Crouched low in the sound rocker Sidney stared at the old map with speculative eyes. One could not, when one was the youngest sister, simply pack the old bag and start off for just anywhere. All the trips she knew anything about had some objective; one went somewhere to see somebody. Trude went to see Aunt Edith White, Isolde the Deerings. Vick always went somewhere with Godmother Jocelyn. Plainly her first step was to find someone who lived somewhere where she could want to go.

It was a pity, Sidney lamented voicelessly, that her father had shunned all their relatives the way he had the autograph seekers. Nancy had a great many; she was always going to reunions at some aunt’s or cousin’s or her mother was having a big “family” dinner. It would help her now to have a few cousins herself. They surely must have some somewhere. Everyone did. That her father had snubbed them would not make them any the less related.

She suddenly remembered a book she had found once in a box consigned to the attic in that first settling. The book for a while had fascinated her and Nancy, then they had thrown it aside for something more novel, little dreaming that it was destined to hold an important part in the shaping of Sidney’s fortunes—and misfortunes.
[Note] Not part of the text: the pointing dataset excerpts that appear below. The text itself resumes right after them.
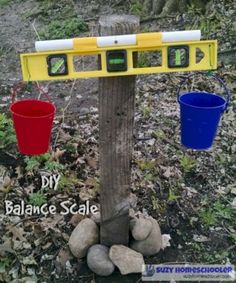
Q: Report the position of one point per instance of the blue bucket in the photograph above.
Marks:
(200, 113)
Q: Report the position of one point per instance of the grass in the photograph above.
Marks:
(68, 28)
(4, 3)
(7, 134)
(60, 19)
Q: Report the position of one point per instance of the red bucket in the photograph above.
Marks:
(32, 121)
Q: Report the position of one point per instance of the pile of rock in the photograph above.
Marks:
(147, 240)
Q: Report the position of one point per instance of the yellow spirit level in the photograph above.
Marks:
(170, 52)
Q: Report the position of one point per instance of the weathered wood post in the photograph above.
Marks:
(116, 116)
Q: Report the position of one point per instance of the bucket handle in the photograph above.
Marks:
(217, 78)
(19, 86)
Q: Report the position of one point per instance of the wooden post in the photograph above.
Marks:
(116, 116)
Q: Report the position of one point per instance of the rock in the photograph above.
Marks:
(152, 244)
(140, 228)
(127, 260)
(98, 260)
(83, 237)
(96, 217)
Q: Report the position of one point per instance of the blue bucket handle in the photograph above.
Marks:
(217, 78)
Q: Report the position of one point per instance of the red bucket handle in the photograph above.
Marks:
(217, 78)
(19, 86)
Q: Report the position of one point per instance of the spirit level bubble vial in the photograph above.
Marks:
(179, 51)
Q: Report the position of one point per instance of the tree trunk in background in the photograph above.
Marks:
(164, 7)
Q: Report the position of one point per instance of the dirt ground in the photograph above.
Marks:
(192, 194)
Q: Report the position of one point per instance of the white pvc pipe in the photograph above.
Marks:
(116, 40)
(188, 35)
(53, 45)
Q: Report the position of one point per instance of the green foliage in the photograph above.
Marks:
(137, 8)
(5, 2)
(155, 203)
(42, 161)
(208, 218)
(33, 163)
(208, 25)
(5, 263)
(146, 165)
(53, 166)
(7, 134)
(217, 213)
(187, 163)
(62, 29)
(38, 198)
(201, 251)
(172, 196)
(143, 60)
(146, 111)
(66, 182)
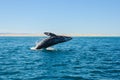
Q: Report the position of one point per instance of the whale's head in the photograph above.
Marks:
(63, 38)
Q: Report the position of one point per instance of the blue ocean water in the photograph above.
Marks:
(82, 58)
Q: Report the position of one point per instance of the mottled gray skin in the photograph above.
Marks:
(52, 40)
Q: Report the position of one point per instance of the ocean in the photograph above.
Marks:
(82, 58)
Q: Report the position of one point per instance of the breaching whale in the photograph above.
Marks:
(51, 40)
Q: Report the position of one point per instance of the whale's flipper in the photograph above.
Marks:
(49, 34)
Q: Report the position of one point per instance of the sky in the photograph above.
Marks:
(60, 16)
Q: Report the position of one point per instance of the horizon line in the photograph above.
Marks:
(74, 35)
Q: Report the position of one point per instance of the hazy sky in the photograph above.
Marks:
(60, 16)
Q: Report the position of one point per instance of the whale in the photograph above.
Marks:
(51, 40)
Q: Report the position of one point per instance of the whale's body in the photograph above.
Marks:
(52, 40)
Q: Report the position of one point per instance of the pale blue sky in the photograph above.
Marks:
(60, 16)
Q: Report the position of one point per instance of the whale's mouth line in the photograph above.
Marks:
(52, 40)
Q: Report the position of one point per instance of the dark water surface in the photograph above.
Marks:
(82, 58)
It was a very slender little volume with an embellished binding, long since yellow with dust.

Finding it now Sidney drew the sleeve of her blouse across its cover and opened it. Its first page was given over to a curious tree from the sprawling branches of which hung round things much like grapefruits, each ring encircling one or two names. From each fruit dangled more fruit until the tree was quite overladen. A line at the bottom explained that the curious growth was the Tree of the New England Ellis Family.

At that first inspection Sidney had felt no particular sense of belonging herself to the suspended grapefruits; the only thought that had held her was how many, many years it had taken all those people to live and what a little minute to read their names. But finding an “Ann Ellis” in a corner of the tree had brought them suddenly close to her. “Ann Ellis Green”—why, that was her mother’s name. She and Nancy figured out at once that these were her mother’s ancestors—her ancestors. Nancy had supplied the word. Nancy had been deeply impressed by the Tree and the Coat-of-Arms which had come down to these Ellises from a Welsh baron of feudal times. She had urged Sidney to use it on her school papers.

But neither the Coat-of-Arms nor the Tree held any especial value to Sidney, brought up as she had been in a state of family isolation, until this moment.

Now the little book offered the reasonable possibility that each ancestor recorded therein had had children, just as that Ann Ellis in the round enclosure had had her mother and her mother in turn had had Isolde and Trude and Vick and herself. These children would be cousins—and cousins were what she needed!

She remembered certain notations that had been made in a fine script on back pages of the book. In search of cousins she now scanned these carefully, with a shivery feeling of prowling over dead bones—the writing was so queer and faded, the paper crackled and smelled so old.

“Charles Ellis, son of James by Mary Martin, second wife. Served in the 102nd Regiment at Gettysburg. Awarded the Congressional Medal for exceptional bravery under fire.”

“Priscilla Ellis gave her life in the service of nursing through the epidemic of small-pox that swept Boston in the year of 18—” Sidney read this twice with a thrill. That was adventure for you. Small-pox. She wondered if Priscilla had been beautiful like Victoria and whether she had left a sweetheart to mourn her tragic death to the end of his days. She liked to think Priscilla had had such.